Muitos cabo-verdianos em Lisboa ainda não sabem que o crioulo já é língua nacional nem que foi aprovado o “alupec”. Alguns continuam a afirmar o crioulo da sua ilha como exemplo de que há outros das restantes ilhas e que o seu não pode ficar prejudicado, a favor da nuance de Santiago. Outros, os que sabem, estão divididos quanto ao método do alfabeto fonético que utiliza o”K” em vez do “C” ou o processo etimológico que respeita a raiz histórica e privilegia o “C” com a origem portuguesa.

A maior parte, incluindo os que defendem o “alupec” com base no método “K”, como por exemplo Viriato Barros, professor, reconhecem que “é preciso um debate mais alargado”. Barros considera que apesar de já estar consagrado na lei, corre-se o risco da decisão política ficar “letra morta” por inércia se não se avançar com uma efectiva estruturação cientifica da escrita.

Aconteceu no sábado passado, numa “mesa-redonda” sobre o tema, na Associação Cabo-verdiana dos Alunos do Ensino Secundário de Cabo Verde, em Carnide, de casa cheia, e que teve a presença da Presidente da Câmara Municipal de S. Vicente, Isaura Gomes, que manifestou satisfação por verificar tão acirrado debate em torno de uma questão que, disse, “é central em Cabo Verde”. Referiu que a discussão devia há muito tempo constar da agenda política e disse esperar que ele venha a ser verdadeiramente debatido em Cabo Verde.

O debate, o primeiro de um ciclo, e que partiu da posição de três oradores, Viriato Barros, Celso e Cecílio Nunes, teve calorosa participação. Celeste Correia, Celina Pereira, José Luís Hopffer Almada eram visíveis entre outras figuras conhecidas nesta associação.

Alguns cidadãos manifestaram-se favoráveis à existência de uma língua cabo-verdiana, mas eram discordantes quanto ao afastamento da etimologia portuguesa, referindo que o crioulo deriva na sua maioria do português e é a esta língua que vai buscar as palavras faltosas.
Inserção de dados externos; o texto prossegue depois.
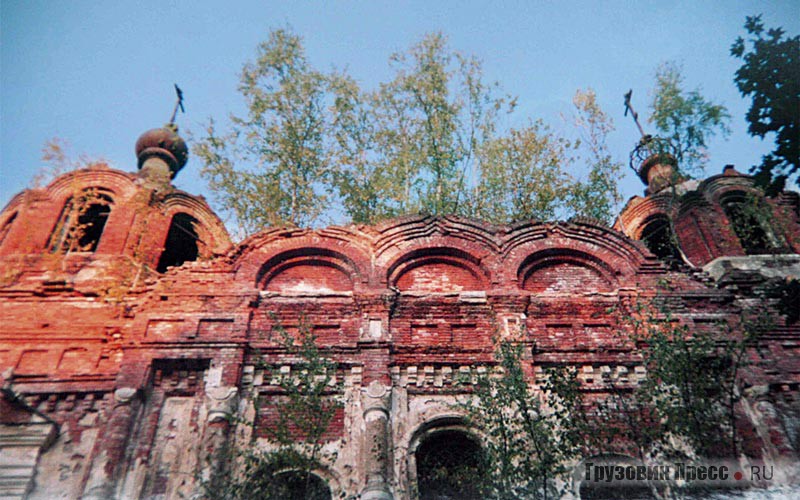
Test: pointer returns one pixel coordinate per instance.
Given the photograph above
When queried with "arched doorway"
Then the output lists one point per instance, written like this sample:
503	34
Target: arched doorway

Fátima Monteiro, concordando com uma língua cabo-verdiana, afirmou-se discordante da substituição da letra “C” pelo “K”, ou seja, do alfabeto etimológico pelo método fonético, e referiu estudos científicos que provam que isso não contribui para uma melhor aprendizagem. Considerou que o governo cabo-verdiano deve investir no ensino do crioulo e do português e criticou o estado lastimoso em que chegam muitos alunos de Cabo Verde para as universidades portuguesas, quanto ao conhecimento da língua.
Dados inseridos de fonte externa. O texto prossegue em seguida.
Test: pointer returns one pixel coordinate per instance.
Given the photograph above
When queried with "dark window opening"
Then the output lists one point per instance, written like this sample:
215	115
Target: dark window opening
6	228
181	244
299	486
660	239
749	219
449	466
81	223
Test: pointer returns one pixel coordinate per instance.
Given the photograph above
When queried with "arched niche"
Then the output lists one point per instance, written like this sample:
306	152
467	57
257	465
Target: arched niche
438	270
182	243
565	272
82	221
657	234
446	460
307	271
José Luís Hopffer Almada, um dos defensores e integrantes do grupo de trabalho do alupec, clarificou os presentes de que se trata apenas de encontrar uma escrita uniforme. Cada pessoa pode falar o seu crioulo, com as nuances que pretender. Explicou a importância da língua cabo-verdiana em paridade com o português e invocou que isso ficou constitucionalmente consagrado desde o governo do MPD, em 1999.